As the series of electoral victories of TRS over the last eight years show, he is a leader well connected with the masses.
A graduate in Arts, KCR is known for his oratory skills and delivers speeches laced with sarcasm in his inimitable style to target his rivals.
Hailing from Chintamadaka village in then Medak district, he jumped into politics in 1982. While serving as Vice President of Youth Congress, he was elected to Primary Agriculture Cooperative Society.
In 1983, he joined the TDP floated by popular actor N.T. Rama Rao and contested from Siddipet constituency but lost by a narrow margin. He was elected from the same constituency in 1985 and since then, never lost an election.
KCR, who served as a minister in Chandrababu Naidu’s cabinet (1995-99), was sulking when he was made Deputy Speaker of the Assembly after the TDP returned to power in 1999. He quit the party and floated the TRS in 2001.
The 2004 elections came as a big moment for KCR as TRS won 26 Assembly and five Lok Sabha seats. KCR, who became a minister in Congress-led UPA-1 at the Centre, succeeded in placing Telangana on the national agenda.
In 2009, he aligned with the TDP but the TRS’ tally came down drastically. With Congress retaining power and all odds against him, it looked like it was all over for the TRS.
The death of then Chief Minister Y. S. Rajasekhara Reddy in a helicopter crash the same year gave an opportunity to KCR to bounce back. His indefinite hunger strike forced UPA-II to announce that the process for formation of Telangana state will be initiated.
When the Centre adopted delaying tactics, KCR joined hands with other pro-Telangana forces to launch a massive movement. Even his worst critics admit that the credit of making ‘Jai Telangana’ a household slogan goes to him.
When Congress finally gave into the demand and created Telangana state in the hope to get the TRS into its fold, KCR, the wily politician he is, decided to chart his own course.
Riding on Telangana sentiment, KCR formed the first government in the new state. With a slew of schemes for various sections of people, he strengthened his position.
He took his opponents by surprise by going for early elections in 2018 and won a massive mandate for a second term.
It was in March 2018 that KCR had proposed the Federal Front to bring what he called a qualitative change in national politics.
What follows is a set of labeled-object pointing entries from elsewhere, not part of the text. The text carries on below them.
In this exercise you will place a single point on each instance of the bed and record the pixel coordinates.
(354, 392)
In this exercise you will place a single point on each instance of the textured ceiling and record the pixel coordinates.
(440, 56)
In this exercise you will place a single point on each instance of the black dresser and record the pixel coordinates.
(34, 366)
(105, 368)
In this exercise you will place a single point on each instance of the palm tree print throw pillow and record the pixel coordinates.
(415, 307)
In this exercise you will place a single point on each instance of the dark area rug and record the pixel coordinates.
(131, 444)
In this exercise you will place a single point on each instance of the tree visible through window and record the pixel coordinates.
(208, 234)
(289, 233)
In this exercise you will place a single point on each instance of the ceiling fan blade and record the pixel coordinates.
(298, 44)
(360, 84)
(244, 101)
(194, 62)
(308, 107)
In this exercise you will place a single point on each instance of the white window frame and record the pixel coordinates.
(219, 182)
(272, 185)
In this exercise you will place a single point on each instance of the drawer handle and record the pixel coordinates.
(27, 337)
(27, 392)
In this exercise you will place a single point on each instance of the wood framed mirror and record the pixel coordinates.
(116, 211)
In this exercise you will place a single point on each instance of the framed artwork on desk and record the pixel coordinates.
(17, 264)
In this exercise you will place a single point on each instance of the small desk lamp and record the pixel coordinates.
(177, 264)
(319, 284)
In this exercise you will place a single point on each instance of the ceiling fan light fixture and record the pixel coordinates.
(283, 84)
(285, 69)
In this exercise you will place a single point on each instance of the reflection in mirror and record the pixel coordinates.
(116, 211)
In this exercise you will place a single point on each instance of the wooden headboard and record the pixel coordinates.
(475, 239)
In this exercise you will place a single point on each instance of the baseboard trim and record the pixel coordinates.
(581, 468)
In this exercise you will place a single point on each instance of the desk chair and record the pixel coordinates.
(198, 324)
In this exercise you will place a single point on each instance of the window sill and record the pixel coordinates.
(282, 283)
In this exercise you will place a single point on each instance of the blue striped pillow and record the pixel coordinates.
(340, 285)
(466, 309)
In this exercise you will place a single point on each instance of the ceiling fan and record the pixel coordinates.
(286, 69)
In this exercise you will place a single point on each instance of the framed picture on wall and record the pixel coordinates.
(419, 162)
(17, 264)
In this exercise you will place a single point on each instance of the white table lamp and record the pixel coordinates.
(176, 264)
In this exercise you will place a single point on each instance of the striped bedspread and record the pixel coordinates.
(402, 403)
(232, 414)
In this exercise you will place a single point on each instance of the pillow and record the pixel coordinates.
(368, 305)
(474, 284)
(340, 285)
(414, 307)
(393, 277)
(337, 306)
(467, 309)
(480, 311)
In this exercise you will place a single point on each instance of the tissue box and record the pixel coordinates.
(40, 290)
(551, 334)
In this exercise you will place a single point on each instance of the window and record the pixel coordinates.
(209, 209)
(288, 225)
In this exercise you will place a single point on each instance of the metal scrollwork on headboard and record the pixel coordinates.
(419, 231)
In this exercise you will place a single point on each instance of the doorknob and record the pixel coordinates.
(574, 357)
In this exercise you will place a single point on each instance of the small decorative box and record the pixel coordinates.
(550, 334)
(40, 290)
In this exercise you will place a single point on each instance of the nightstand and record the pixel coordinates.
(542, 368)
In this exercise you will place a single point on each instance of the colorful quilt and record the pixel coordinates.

He had held series of meetings with leaders of various non-NDA parties.
After the TRS retained power in Telangana with a landslide victory in December 2018, KCR started working aggressively on his plans.
He flew from one state to the other to meet leaders of various regional parties.
After the massive victory in Assembly elections, KCR had appointed his son K.T. Rama Rao as the Working President of the TRS so that he can focus on national politics.
KCR was even being seen as the potential prime ministerial candidate by his party in the event of regional parties emerging as a major bloc in the Lok Sabha. However, BJP returning to power at the Centre with a big majority shattered his dream.
After lying low for two years, KCR resumed working on the idea of alternative. The alleged neglect of Telangana by BJP-led government spurred him to work aggressively on his plans.
Over the last one year, KCR sharpened his attacks on Prime Minister Narendra Modi and found fault with his policies on all fronts.
The Centre failing to fulfill commitments made to Telangana at the formation of the state, its bias towards the state in sanctioning new projects and release of funds and the curbs imposed on the state over raising of debts further angered KCR, who finally reached to a conclusion that the best way to safeguard the state’s interests is to go national and directly take on Modi.